8        Jackson next argues that the prosecution or the court improperly “intimidated” his two alibi witnesses.  He first argues that, before his mother testified, the court stated that she had a warrant outstanding against her.  This argument has no merit because Jackson does not explain how this statement by the court may have affected her testimony.  He does not claim that the jury heard the court’s statement.  As to the other alibi witness, Jackson argues that before she testified, she was arrested on an outstanding warrant for parking tickets, placed in restraints, and as a result was tearful during her testimony.  Jackson asserts that this prevented her from “effectively” testifying, but he does not develop an argument as to how her testimony was not effective.  We therefore do not address this argument.  See Kristi L.M. v. Dennis E.M., 2007 WI 85, ¶20 n.7, 302 Wis. 2d 185, 734 N.W.2d 375 (insufficiently developed arguments need not be addressed).

9        Finally, Jackson argues that the State failed to meet its burden of proof at the Miranda/Goodchild hearing to determine whether his statement in Minnesota was taken in violation of his constitutional rights.  He argues that the State failed because, even though equipment was available to videotape the interrogation, the Milwaukee police did not use it, and therefore the State was unable to present the “best evidence” in support of its position.  This is a policy argument more than a legal argument.  He cites no authority that requires use of “best evidence” or videotaping for this purpose.  He quotes from State v.
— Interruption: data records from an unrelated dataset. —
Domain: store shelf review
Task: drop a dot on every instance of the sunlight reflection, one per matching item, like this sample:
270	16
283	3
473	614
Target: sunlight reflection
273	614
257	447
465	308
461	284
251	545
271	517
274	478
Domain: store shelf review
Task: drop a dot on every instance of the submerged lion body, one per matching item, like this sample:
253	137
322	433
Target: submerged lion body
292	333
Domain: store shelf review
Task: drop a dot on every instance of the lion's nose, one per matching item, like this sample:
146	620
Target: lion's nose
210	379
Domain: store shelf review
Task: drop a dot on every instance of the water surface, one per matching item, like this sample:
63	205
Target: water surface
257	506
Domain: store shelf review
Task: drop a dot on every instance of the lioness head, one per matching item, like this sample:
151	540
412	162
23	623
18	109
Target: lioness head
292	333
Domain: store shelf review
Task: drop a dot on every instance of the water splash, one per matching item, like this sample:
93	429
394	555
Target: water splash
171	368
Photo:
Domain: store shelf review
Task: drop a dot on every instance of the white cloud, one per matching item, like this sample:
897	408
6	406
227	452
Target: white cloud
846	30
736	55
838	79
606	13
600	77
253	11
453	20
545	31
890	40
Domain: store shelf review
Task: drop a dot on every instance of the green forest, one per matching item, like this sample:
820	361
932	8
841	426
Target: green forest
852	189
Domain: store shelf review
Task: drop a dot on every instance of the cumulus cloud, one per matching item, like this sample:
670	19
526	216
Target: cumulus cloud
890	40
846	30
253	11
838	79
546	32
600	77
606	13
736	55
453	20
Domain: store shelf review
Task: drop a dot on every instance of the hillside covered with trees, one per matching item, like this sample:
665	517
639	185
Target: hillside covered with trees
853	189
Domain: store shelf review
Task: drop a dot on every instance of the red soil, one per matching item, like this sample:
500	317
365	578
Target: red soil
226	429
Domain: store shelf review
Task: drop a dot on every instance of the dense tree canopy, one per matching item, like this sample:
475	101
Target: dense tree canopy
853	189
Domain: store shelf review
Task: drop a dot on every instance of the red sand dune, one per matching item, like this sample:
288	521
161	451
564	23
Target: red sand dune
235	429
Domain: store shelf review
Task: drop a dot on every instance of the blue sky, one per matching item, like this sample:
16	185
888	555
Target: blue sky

Jerrell C.J., 2005 WI 105, 283 Wis. 2d 145, 699 N.W.2d 110, but that case held only that custodial interrogations of juveniles must be electronically recorded in future cases.  Jackson was not a juvenile, and thus Jerrell C.J. does not apply.

            By the Court.Judgment affirmed.

            This opinion will not be published.  See Wis. Stat. Rule 809.23(1)(b)5 (2007-08).